Positano bites deep.
It is a dream place that isn’t quite real when you are there
and becomes beckoningly real after you are gone.
For a photographer, there could not be a better subject. Those touring Italy should make this a required stop: Positano is a picture post card from almost every angle, thanks to its characteristic pastels and blocky architecture.
Positano, once a sleepy fishing village, is now a trendy destination popular with the jet set and common travelers alike. It began to attract large numbers of tourists in the 1950s, especially after John Steinbeck published his essay about Positano in Harper’s Bazaar in May, 1953: “Positano bites deep”, Steinbeck wrote. “It is a dream place that isn’t quite real when you are there and becomes beckoningly real after you have gone.”
The origins of this charming place are a mix of history and legend. As often happened in the past, the lack of actual data was obviated with myths, one of them tells that Positano was founded by Poseidon, god of the sea, for the love of the nymph Pasitea.

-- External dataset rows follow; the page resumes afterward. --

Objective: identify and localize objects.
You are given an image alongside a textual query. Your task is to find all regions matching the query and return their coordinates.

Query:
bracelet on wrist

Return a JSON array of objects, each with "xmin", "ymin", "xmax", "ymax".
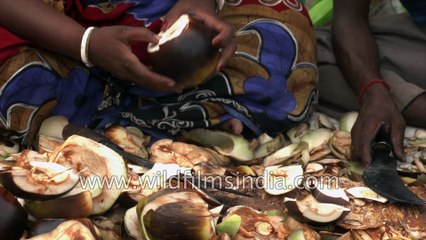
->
[
  {"xmin": 358, "ymin": 79, "xmax": 390, "ymax": 103},
  {"xmin": 80, "ymin": 27, "xmax": 95, "ymax": 68}
]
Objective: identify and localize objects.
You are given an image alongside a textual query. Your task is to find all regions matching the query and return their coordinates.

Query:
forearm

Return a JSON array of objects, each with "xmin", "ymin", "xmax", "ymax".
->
[
  {"xmin": 0, "ymin": 0, "xmax": 85, "ymax": 60},
  {"xmin": 333, "ymin": 0, "xmax": 384, "ymax": 102}
]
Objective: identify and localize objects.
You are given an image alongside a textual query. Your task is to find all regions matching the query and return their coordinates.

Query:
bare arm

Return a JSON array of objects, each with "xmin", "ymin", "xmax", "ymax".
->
[
  {"xmin": 333, "ymin": 0, "xmax": 405, "ymax": 164},
  {"xmin": 0, "ymin": 0, "xmax": 85, "ymax": 60}
]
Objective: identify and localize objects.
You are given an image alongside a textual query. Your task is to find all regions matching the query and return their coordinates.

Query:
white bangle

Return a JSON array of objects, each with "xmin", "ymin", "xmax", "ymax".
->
[{"xmin": 80, "ymin": 27, "xmax": 95, "ymax": 68}]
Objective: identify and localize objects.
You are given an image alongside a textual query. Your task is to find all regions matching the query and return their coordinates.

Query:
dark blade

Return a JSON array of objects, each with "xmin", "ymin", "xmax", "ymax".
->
[
  {"xmin": 62, "ymin": 123, "xmax": 154, "ymax": 169},
  {"xmin": 363, "ymin": 142, "xmax": 426, "ymax": 205}
]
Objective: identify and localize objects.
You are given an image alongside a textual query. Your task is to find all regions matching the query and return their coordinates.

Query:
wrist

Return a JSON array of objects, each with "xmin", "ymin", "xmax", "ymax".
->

Positano is an almost impossible town: clutching the cliffs of Monti Lattari, a pastel-dabbled landscape on the Mediterranean Sea, with views that sweep over the sea to the islands and coastal towns; it is itself a sight to see on its steep perch. Here, the “streets” take the form of passageways among the houses and steep sets of stairs that interlink the alleys. Only one road traverses the town, Viale Pasitea, while the access to the alleys is only by foot, among shops, cafes, hotels and bouganville flowers.